NECESSARY TARGETS by Eve Ensler (2006)

1995. The Bosnia Herzegovina war is officially over, but for a group of women refugees the struggle has only just begun. Eve Ensler’s NECESSARY TARGETS follows these survivors as they attempt to come to terms with the effects the war has had on their lives and country. This insightful drama is a vivid depiction of humanity in the face of devastation.
After three years of deadly conflict during which genocide returned to Europe the Dayton Summit brought an end to the Balkan war. NECESSARY TARGETS examines the role that the United States (under the Clinton administration) assumes in the global community. The President of the US appoints a doctor and a journalist to heal the wounds of genocide in the Balkans. Detailing the relationship between the doctor, the journalist and the women they meet, NECESSARY TARGETS is a story of women and modern-day world conflict.

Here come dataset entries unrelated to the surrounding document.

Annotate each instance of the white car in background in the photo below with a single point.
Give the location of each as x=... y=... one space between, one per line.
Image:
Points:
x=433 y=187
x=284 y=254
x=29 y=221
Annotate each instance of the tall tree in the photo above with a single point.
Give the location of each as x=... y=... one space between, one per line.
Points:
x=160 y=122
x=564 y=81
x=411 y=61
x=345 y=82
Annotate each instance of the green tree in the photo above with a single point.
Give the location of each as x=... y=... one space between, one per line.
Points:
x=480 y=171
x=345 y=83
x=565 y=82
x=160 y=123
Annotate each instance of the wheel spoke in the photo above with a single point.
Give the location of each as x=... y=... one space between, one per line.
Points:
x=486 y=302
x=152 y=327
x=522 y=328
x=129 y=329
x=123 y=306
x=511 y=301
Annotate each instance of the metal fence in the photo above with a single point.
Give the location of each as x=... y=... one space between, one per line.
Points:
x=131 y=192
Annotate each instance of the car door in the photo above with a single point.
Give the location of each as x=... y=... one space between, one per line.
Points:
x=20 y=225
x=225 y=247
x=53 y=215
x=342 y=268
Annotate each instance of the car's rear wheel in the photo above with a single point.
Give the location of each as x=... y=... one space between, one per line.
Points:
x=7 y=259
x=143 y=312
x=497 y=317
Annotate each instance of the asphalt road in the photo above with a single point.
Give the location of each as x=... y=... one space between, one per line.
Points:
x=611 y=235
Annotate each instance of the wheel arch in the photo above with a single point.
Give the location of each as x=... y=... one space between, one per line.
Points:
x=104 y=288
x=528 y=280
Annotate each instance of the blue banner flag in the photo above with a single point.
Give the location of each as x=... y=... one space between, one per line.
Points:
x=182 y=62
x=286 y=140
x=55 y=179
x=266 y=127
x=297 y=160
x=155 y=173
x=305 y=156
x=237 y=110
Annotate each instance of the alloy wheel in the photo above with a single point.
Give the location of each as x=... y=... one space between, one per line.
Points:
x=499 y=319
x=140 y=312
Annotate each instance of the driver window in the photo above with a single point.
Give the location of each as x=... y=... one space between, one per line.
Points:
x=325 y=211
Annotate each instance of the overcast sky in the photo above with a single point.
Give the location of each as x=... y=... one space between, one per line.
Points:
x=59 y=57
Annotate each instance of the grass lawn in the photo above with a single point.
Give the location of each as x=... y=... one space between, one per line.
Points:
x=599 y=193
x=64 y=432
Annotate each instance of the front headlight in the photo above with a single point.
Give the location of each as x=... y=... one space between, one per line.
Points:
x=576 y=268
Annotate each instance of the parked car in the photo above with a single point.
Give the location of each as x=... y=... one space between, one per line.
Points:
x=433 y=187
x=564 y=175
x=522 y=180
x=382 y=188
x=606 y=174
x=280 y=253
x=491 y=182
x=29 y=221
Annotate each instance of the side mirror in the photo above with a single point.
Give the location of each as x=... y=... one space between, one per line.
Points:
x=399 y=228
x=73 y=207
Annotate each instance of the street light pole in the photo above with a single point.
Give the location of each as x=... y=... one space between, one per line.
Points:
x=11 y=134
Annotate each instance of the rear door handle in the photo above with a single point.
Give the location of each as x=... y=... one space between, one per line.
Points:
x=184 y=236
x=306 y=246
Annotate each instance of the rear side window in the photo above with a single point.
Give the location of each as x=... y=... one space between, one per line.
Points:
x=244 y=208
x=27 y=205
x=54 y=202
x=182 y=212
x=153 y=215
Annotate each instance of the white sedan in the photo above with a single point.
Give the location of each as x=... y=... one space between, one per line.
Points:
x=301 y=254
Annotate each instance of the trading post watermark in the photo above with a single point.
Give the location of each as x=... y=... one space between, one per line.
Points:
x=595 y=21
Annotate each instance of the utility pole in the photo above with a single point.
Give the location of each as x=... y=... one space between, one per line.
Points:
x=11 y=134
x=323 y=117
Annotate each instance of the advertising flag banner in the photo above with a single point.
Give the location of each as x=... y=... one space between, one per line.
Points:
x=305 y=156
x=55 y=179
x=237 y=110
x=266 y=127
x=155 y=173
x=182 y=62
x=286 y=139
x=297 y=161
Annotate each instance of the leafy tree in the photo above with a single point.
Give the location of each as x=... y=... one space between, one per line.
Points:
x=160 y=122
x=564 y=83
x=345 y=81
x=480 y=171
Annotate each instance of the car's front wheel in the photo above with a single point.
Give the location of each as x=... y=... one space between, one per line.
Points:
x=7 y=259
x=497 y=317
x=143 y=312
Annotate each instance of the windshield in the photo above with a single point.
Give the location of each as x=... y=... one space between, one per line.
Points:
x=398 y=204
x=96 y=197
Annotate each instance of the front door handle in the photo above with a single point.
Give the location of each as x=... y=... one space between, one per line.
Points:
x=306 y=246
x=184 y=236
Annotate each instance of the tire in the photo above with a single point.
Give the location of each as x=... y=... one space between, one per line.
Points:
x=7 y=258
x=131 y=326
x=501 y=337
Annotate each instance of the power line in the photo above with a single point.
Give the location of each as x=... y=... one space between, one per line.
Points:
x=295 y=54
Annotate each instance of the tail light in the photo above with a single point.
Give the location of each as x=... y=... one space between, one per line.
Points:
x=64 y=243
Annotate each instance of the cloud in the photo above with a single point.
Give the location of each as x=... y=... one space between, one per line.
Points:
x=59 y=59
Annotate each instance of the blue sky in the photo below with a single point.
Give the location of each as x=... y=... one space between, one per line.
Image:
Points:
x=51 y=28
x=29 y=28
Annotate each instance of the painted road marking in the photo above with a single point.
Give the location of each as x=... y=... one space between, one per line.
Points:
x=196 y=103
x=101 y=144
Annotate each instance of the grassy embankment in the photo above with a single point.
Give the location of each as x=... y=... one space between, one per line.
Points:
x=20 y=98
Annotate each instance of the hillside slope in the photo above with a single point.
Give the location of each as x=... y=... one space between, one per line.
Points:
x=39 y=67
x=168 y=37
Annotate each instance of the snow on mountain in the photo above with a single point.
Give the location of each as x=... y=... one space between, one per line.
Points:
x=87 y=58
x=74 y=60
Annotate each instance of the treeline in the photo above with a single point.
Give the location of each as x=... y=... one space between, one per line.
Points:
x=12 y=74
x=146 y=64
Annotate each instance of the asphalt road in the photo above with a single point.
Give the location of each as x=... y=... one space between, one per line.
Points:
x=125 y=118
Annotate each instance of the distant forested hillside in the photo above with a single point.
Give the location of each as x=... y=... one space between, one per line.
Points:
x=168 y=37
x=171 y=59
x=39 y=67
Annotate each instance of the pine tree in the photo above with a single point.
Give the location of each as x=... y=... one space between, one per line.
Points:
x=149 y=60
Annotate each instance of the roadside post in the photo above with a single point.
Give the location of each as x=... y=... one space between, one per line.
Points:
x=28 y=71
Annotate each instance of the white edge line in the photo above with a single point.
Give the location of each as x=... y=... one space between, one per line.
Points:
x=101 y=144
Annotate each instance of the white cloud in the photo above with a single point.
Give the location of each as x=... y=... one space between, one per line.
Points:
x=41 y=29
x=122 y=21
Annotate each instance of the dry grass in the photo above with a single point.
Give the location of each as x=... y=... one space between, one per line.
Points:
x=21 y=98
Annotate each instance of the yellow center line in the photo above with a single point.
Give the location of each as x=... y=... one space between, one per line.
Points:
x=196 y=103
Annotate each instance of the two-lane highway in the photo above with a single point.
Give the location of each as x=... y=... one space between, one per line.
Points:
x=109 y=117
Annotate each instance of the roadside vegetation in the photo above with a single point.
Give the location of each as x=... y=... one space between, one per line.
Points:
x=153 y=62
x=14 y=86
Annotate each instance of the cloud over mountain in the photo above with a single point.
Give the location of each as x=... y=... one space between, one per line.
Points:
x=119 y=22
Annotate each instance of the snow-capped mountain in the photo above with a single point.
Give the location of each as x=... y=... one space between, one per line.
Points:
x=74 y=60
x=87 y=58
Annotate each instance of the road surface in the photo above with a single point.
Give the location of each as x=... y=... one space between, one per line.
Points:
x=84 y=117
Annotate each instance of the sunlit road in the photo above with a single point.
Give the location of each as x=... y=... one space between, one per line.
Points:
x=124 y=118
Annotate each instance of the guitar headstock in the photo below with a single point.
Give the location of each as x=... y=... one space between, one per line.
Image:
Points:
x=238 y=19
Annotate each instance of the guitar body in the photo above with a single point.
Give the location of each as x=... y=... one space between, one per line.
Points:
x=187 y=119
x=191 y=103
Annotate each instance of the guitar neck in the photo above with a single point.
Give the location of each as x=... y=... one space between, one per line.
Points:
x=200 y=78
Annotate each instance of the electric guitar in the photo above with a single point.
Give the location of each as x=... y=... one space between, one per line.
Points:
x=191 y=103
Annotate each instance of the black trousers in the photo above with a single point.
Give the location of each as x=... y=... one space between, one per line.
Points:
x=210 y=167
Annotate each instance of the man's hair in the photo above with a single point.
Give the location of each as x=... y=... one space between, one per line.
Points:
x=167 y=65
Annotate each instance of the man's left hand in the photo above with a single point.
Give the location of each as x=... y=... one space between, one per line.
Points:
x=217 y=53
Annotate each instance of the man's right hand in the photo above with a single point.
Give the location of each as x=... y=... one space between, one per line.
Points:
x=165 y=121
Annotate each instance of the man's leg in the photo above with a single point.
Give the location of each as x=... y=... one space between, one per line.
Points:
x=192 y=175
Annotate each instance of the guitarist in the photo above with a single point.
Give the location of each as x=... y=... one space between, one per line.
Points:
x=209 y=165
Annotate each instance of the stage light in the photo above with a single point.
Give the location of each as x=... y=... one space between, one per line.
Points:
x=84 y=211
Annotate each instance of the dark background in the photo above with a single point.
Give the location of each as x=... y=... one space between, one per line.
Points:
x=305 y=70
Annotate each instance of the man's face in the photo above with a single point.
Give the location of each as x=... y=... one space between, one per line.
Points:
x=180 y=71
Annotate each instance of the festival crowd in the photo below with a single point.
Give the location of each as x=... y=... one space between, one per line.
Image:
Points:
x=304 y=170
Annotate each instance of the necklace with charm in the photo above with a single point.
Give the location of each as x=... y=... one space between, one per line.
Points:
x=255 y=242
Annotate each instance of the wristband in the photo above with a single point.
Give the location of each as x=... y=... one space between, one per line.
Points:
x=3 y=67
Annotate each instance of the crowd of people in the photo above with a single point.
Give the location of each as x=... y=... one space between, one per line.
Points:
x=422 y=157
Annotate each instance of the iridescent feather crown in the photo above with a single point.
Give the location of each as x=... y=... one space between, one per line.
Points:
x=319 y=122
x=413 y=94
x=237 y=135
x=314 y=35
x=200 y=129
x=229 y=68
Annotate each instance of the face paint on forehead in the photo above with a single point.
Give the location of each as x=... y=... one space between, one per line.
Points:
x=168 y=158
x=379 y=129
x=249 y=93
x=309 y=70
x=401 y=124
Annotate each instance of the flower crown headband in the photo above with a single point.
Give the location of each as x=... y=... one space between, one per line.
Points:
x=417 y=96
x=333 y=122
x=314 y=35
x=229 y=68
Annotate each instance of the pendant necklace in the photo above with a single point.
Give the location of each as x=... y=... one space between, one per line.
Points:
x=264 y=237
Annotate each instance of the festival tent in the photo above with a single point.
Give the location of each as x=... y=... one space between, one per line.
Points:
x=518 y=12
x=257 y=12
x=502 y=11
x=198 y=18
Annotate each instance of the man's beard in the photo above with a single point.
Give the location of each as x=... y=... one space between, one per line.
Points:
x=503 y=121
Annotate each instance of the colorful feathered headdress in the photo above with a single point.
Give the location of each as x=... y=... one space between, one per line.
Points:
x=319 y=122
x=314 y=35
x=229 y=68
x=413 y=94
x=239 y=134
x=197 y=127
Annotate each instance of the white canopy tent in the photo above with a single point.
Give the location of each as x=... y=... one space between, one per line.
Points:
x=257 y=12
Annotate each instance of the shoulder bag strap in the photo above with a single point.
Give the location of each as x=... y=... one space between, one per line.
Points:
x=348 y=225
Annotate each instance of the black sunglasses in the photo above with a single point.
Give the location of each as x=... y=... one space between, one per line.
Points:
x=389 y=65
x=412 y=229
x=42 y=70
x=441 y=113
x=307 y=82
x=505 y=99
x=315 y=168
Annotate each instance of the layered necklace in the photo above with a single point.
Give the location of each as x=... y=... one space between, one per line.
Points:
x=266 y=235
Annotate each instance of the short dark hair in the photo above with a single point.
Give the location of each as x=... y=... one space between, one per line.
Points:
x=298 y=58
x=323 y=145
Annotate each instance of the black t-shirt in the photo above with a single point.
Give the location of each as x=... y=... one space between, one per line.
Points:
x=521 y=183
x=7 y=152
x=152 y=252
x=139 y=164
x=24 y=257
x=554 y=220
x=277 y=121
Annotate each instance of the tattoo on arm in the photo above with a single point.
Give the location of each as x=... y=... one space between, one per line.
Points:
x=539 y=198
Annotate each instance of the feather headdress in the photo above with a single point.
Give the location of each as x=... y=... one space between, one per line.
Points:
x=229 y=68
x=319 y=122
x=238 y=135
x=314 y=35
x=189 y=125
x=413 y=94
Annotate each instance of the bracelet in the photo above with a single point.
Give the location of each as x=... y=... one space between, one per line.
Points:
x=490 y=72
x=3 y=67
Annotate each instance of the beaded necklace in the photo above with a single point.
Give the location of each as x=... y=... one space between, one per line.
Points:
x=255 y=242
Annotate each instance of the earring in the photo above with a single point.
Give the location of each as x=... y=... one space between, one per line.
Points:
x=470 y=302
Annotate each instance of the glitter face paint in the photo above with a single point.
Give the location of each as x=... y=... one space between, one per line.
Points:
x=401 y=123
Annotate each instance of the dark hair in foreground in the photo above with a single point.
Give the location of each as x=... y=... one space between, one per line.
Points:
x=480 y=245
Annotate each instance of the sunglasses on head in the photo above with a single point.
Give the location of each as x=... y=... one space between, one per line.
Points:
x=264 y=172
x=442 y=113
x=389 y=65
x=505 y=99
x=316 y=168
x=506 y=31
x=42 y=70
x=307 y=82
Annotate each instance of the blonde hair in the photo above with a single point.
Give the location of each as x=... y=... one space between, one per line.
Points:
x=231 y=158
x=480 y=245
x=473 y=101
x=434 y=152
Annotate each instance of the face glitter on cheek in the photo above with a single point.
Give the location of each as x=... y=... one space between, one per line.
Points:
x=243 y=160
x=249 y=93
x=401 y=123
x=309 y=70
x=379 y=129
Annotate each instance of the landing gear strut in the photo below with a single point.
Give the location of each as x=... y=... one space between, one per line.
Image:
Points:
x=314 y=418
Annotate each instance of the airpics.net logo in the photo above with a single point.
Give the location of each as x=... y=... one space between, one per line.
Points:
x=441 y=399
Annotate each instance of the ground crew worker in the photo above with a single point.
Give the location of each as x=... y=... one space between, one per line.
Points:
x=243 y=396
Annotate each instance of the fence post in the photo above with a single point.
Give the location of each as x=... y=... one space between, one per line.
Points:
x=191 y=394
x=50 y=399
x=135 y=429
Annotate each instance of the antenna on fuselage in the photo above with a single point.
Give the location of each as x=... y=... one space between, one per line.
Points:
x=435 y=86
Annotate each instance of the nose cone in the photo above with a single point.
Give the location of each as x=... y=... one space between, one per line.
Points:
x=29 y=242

AFTER THE FALL by Arthur Miller (2002)

Call it a mid-life crisis or a crisis amid life; Miller’s poignant memory play AFTER THE FALL deconstructs the illusions of the American ideal of freedom. The play tells a somewhat autobiographical story of Miller’s own personal past, set against the soured reality of the post-war McCarthy era of 1950s America. The narrator Quentin searches for redemption through relentless

self-examination. Love, lies, and suicide – what is the worth of a life? A gripping drama, AFTER THE FALL is Miller at his best – complex, dark, and cutting.

 

 

MR. HAPPINESS: THE WATER ENGINE by David Mamet (2002)

Set against the backdrop of Chicago’s 1934 world’s fair, these two radio plays guide the audience member into the theatre of the mind. In the true style of David Mamet, the play paints a picture of a desperate and obsessive landscape that is quintessentially American. In THE WATER ENGINE, a young inventor has a revolutionary idea that could change the world, or get him killed. With live sound effects, incisive characterizations and brilliant dialogue, as only Mamet can write, this thriller will have you on the edge of your seat. In the companion piece, MR. HAPPINESS advises his listeners in matters of the heart.

 

 

Since 1985, the Pepperdine University Theatre Department has been performing at the Edinburgh Festival Fringe. Past shows have included the work of David Mamet, Arthur Miller, Tennesse Williams, Charles Marowitz, Laura Shamus, Neil Bartlett and George Neilson.